Clean error handling!
Step 5: Creating Tasks with Tags
@router.post("/tasks", response_model=TaskResponse)
def create_task(task: TaskCreate, db: Session = Depends(get_db), current_user: User = Depends(get_current_user)):
new_task = Task(
title=task.title,
description=task.description,
owner_id=current_user.id
)
# Add tags if provided
if task.tag_ids:
tags = db.query(Tag).filter(
Tag.id.in_(task.tag_ids),
Tag.owner_id == current_user.id
).all()
if len(tags) != len(task.tag_ids):
raise HTTPException(400, "One or more tags not found")
new_task.tags = tags
db.add(new_task)
db.commit()
db.refresh(new_task)
return new_task
Understanding id.in_():
Tag.id.in_(["uuid1", "uuid2", "uuid3"])
SQL generated:
SELECT * FROM tags
WHERE id IN ('uuid1', 'uuid2', 'uuid3')
AND owner_id = 'current-user-uuid'
One query gets all tags!
Setting tags:
new_task.tags = tags
What SQLAlchemy does:
- Creates task in tasks table
- For each tag, creates entry in task_tags table:
- INSERT INTO task_tags (task_id, tag_id) VALUES (new_task.id, tag.id)
All automatic!
Validation:
if len(tags) != len(task.tag_ids):
raise HTTPException(400, "One or more tags not found")

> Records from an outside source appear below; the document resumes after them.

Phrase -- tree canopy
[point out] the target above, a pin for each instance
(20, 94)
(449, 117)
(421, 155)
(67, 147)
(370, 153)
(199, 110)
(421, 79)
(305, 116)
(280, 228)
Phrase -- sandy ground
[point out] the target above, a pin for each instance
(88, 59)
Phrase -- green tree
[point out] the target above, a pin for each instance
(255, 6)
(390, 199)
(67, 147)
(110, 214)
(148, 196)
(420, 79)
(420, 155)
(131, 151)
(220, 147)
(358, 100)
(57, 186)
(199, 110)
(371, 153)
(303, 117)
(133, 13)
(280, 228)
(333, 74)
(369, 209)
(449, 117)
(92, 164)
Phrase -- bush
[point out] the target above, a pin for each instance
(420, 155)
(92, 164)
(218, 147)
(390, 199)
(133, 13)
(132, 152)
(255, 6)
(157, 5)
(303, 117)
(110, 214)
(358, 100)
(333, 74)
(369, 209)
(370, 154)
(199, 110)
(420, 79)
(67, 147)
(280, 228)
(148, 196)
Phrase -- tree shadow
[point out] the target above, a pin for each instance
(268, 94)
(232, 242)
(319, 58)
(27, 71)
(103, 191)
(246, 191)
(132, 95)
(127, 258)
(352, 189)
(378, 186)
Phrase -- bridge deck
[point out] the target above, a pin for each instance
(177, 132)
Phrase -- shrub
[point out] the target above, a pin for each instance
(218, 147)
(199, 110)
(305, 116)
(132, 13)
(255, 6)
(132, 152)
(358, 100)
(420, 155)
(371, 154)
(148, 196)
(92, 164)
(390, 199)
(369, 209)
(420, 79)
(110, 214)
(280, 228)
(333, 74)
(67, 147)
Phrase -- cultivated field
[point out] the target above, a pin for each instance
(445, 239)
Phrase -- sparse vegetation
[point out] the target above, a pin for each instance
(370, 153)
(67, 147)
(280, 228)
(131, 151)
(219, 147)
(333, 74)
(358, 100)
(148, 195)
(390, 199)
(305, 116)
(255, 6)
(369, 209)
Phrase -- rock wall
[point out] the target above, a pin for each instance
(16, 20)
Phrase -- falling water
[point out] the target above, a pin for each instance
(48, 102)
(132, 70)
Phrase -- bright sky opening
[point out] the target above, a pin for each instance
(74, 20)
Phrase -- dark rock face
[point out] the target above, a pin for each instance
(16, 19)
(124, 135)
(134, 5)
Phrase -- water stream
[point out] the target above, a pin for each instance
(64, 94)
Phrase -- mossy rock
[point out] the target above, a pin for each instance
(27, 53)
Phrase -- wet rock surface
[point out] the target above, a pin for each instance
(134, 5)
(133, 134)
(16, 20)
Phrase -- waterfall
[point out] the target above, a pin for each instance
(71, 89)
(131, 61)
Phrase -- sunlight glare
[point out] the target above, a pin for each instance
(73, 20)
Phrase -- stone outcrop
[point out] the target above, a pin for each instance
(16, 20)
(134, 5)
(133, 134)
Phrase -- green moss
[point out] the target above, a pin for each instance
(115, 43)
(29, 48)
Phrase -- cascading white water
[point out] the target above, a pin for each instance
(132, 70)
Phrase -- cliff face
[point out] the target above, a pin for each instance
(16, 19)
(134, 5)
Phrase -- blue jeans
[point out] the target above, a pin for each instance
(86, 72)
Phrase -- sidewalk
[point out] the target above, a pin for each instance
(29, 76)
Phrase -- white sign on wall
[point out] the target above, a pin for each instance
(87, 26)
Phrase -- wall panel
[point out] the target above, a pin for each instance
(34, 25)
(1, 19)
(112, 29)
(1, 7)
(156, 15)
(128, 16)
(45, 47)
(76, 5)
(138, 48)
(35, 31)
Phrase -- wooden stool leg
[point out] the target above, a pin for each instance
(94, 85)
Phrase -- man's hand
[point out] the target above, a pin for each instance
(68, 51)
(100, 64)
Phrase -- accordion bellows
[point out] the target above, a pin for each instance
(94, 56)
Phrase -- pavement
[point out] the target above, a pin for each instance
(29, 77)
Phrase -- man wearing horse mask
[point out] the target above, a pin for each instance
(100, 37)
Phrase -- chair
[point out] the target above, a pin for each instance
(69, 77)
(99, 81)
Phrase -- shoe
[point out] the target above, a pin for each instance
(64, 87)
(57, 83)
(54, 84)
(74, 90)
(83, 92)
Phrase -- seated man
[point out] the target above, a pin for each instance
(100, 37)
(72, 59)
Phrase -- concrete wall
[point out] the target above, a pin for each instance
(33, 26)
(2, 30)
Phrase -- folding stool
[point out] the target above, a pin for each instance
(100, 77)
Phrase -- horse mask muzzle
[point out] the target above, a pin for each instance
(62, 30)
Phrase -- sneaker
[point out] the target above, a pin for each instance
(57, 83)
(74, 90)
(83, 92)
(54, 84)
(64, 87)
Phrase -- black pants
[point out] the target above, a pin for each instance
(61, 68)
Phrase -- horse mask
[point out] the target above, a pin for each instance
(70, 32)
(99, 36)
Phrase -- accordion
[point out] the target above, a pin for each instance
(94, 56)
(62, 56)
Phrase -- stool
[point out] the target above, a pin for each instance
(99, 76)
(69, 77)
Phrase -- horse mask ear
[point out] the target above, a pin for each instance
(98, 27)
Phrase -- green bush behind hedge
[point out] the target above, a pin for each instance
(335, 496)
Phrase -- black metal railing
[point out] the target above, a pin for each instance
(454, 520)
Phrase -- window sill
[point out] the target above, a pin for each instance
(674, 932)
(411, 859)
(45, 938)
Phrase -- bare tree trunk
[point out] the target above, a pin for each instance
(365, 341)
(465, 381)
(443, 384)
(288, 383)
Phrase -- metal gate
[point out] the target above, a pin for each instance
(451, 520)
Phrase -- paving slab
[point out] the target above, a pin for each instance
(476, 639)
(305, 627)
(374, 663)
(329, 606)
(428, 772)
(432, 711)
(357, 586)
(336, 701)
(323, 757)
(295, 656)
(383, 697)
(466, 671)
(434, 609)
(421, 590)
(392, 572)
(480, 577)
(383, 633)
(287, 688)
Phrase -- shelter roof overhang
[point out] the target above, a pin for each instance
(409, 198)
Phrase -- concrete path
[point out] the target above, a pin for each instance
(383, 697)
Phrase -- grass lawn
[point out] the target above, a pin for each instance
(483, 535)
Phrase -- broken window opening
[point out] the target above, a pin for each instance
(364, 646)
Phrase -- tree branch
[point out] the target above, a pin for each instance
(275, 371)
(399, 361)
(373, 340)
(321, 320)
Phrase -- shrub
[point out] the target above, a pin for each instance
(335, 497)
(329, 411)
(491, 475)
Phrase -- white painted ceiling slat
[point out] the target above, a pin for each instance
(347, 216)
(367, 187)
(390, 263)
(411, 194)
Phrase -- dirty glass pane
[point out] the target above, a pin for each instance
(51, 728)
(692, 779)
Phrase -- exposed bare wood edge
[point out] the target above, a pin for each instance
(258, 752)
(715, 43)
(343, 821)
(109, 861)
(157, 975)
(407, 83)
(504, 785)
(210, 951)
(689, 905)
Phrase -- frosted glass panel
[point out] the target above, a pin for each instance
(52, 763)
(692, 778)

If user sends 3 tag IDs but only 2 exist → error!
Step 6: Filtering Tasks by Tags
@router.get("/tasks")
def get_tasks(
tag_id: Optional[UUID] = Query(None),
tag_name: Optional[str] = Query(None),
...
):
query = db.query(Task).filter(Task.owner_id == current_user.id)
# Filter by tag ID
if tag_id:
query = query.filter(Task.tags.any(Tag.id == tag_id))
# Filter by tag name
if tag_name:
query = query.filter(Task.tags.any(Tag.name == tag_name.lower()))
return query.all()
Understanding .any():
Task.tags.any(Tag.id == tag_id)
Translation: "Get tasks where ANY of their tags has this ID"
SQL generated:
SELECT tasks.*
FROM tasks
WHERE tasks.owner_id = 'user-uuid'
AND EXISTS (
SELECT 1
FROM task_tags
JOIN tags ON tags.id = task_tags.tag_id
WHERE task_tags.task_id = tasks.id
AND tags.id = 'tag-uuid'
)
Example:
# Get all tasks tagged "urgent"
GET /tasks?tag_name=urgent
# Get all urgent tasks that are incomplete
GET /tasks?tag_name=urgent&completed=false
# Get all work tasks, sorted by date
GET /tasks?tag_name=work&sort_by=created_at&order=desc
Filters stack beautifully!
Step 7: Adding/Removing Tags from Tasks
Add tags:
@router.post("/tasks/{task_id}/tags")
def add_tags_to_task(task_id: UUID, tag_data: BulkUpdateTags, ...):
task = db.query(Task).filter(
Task.id == task_id,
Task.owner_id == current_user.id
).first()
if not task:
raise HTTPException(404, "Task not found")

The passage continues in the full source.